The Mammal exhibition includes representatives from all groups in this class. These include primitive groups such as the Monotremes (Ornithorhynchus) and the Marsupials (wallaby). The exhibition gives us the opportunity to see the variety of shapes and sizes of Mammals, from the tiny shrew to the huge whale, and from the mole to the flying lemurs. It allows us to see up-close all the adaptations that have led this group to inhabit almost all the ecosystems on the planet.


The Mammals as a group are highly interesting to humans. The main reason for this is that humans themselves belong to this group. Today mammals form a key part of the planet's biodiversity, but at the same time many of their species are endangered due to humans. The largest diorama of the Museum shows many species of mammal in replicas of their natural habitats.

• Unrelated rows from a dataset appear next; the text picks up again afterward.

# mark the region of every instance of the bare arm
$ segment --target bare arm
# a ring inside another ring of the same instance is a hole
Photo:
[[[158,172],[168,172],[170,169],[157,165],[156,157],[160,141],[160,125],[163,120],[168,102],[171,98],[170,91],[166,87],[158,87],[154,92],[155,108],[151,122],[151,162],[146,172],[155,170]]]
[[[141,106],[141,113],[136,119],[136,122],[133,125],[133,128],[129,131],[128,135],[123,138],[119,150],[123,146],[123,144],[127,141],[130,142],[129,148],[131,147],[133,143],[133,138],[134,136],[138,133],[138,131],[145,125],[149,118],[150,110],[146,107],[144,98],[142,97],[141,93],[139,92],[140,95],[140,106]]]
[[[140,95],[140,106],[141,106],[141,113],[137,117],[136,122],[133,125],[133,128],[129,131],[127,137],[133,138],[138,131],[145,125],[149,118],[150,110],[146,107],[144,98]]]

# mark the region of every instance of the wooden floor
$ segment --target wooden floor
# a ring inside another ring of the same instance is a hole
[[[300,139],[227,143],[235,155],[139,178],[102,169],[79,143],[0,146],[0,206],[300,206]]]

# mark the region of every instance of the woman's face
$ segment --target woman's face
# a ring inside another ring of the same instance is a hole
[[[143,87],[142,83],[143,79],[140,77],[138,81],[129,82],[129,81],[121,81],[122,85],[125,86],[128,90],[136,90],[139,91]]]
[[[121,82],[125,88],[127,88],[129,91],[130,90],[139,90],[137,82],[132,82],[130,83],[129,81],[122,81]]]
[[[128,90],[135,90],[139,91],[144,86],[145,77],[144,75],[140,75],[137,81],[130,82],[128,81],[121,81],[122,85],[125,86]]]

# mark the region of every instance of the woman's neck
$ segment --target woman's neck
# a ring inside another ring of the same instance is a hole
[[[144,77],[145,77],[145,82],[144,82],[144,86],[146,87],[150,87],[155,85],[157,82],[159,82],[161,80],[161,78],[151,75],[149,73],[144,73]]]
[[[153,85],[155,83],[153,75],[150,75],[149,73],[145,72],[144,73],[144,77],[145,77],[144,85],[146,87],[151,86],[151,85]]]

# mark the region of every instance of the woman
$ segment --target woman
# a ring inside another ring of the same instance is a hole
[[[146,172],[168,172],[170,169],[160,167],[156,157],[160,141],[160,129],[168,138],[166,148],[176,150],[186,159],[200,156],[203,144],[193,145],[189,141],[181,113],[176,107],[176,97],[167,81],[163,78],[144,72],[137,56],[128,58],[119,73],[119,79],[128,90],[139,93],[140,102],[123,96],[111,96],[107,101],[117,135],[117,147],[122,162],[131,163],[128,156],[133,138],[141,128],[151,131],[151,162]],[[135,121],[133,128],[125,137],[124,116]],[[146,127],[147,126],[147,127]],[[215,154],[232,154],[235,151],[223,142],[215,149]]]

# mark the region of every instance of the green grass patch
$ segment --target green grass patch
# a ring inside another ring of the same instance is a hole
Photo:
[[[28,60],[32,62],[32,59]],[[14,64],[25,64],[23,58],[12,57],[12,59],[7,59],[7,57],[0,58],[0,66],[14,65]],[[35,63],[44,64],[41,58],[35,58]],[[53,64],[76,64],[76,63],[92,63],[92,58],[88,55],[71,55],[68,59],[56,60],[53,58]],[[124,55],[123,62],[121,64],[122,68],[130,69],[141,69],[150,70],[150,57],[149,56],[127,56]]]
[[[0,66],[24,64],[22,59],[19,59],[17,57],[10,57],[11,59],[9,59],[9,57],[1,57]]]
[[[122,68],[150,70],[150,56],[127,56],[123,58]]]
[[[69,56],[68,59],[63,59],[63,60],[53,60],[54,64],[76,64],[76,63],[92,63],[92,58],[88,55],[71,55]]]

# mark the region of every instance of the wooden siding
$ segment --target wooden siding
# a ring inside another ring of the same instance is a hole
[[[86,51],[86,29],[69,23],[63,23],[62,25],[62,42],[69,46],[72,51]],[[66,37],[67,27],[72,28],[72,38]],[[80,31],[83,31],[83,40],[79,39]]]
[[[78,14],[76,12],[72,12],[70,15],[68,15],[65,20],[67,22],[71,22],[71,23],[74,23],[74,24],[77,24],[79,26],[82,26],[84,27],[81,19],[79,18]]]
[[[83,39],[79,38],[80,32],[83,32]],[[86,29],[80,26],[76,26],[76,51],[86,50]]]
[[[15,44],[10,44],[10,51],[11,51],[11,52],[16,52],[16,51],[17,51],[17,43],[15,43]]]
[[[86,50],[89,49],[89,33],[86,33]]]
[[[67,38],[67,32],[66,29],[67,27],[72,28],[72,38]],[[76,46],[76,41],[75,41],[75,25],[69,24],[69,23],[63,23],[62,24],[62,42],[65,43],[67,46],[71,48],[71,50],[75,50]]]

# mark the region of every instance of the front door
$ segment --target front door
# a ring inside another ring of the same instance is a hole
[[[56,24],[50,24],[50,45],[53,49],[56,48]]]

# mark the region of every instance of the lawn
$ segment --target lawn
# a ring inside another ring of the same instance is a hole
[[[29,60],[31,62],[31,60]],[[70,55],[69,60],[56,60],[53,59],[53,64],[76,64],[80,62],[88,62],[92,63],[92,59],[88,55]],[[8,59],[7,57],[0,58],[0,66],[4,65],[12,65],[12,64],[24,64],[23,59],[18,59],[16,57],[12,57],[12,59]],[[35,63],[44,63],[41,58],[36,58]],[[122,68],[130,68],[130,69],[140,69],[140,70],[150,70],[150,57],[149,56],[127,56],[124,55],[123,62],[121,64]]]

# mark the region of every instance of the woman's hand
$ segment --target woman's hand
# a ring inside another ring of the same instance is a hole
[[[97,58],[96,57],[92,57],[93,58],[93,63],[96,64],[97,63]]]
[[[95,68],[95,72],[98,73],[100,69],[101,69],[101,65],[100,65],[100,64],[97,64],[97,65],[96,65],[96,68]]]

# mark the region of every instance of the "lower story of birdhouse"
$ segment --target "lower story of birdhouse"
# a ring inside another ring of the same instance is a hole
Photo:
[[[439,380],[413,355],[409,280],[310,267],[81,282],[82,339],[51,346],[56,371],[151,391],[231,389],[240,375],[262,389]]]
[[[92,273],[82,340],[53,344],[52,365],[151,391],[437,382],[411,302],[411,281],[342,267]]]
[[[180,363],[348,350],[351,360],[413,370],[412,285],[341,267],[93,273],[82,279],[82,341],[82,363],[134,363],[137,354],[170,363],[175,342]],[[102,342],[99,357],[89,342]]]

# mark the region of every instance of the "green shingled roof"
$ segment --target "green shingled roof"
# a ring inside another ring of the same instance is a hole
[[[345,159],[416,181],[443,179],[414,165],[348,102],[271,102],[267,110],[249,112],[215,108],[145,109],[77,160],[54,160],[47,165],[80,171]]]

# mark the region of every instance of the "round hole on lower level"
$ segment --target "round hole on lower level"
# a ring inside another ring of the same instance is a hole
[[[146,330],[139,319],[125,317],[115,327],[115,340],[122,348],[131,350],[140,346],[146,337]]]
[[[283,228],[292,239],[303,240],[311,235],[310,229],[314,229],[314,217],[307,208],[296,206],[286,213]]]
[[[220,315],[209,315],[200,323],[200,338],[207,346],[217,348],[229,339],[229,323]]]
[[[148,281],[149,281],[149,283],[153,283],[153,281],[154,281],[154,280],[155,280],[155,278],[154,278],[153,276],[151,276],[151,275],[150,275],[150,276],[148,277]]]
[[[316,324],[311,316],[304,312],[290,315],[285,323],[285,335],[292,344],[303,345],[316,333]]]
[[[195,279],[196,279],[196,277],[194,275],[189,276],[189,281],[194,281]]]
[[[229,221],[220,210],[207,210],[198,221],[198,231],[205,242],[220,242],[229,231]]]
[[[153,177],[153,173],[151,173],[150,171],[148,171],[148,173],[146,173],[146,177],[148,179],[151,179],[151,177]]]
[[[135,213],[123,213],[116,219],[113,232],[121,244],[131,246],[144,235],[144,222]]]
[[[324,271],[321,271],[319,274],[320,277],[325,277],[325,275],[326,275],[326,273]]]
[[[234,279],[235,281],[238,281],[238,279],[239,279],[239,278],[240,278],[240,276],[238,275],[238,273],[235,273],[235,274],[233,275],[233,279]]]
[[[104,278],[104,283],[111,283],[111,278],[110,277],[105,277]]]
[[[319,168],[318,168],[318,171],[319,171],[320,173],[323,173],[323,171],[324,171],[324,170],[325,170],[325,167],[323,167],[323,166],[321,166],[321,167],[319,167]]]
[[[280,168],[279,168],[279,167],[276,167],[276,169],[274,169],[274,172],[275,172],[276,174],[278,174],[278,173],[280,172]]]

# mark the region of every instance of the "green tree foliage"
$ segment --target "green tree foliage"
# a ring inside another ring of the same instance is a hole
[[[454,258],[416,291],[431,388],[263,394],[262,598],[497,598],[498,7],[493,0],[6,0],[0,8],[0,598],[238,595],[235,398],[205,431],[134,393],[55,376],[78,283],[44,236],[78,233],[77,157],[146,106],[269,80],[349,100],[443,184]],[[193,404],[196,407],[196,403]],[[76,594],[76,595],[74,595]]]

Iconic representatives of this group inhabiting high mountains, forests, jungles and savannas, show us the diversity and beauty of Mammals. Here the ibex can be seen next to the wild boar, the otter next to the jackal, the hyena with the antelope, the cheetah with the black panther, together creating an exquisite natural mosaic.


The Museum contains a large collection of Arthropods, which includes specimens from Greece and from all over the world, with insects taking a prominent position. The Blecha Collection contains thousands of beautiful Coleoptera (beetles) from across the globe. Some of the most impressive are the Goliath beetles, which are among the largest insects in the world. There are also vibrantly coloured jewel beetles from Eurasia and impressive rhinoceros beetles. The collections of specimens from other groups of insects, such as butterflies, dragonflies, grasshoppers, bees and wasps, etc… introduce the visitor to the wonderful world of insects. The visitor can also see some examples of the scorpions of Greece, which are presented in a replica of their natural environment.


Molluscs are a diverse group that includes small, worm-like animals, but also the giant squid. It also includes animals with one, two, eight or no shells. In the Museum’s shell collection, you can admire a huge variety of shapes and colours. The marine forms may impress us with their harmony of colours and shapes, but the terrestrial Molluscs easily rival these with their variety of sizes and intricate forms.


On entering the Museum, visitors see three impressive dioramas. The first contains the largest deer in the world, the elk, and one of the largest specimens of this species in any European Museum. The second diorama contains a 4 m tall giraffe and its calf, which is about 2 m tall. The third diorama contains a group of lions of different ages and sexes. Some of these specimens are over 110 years old.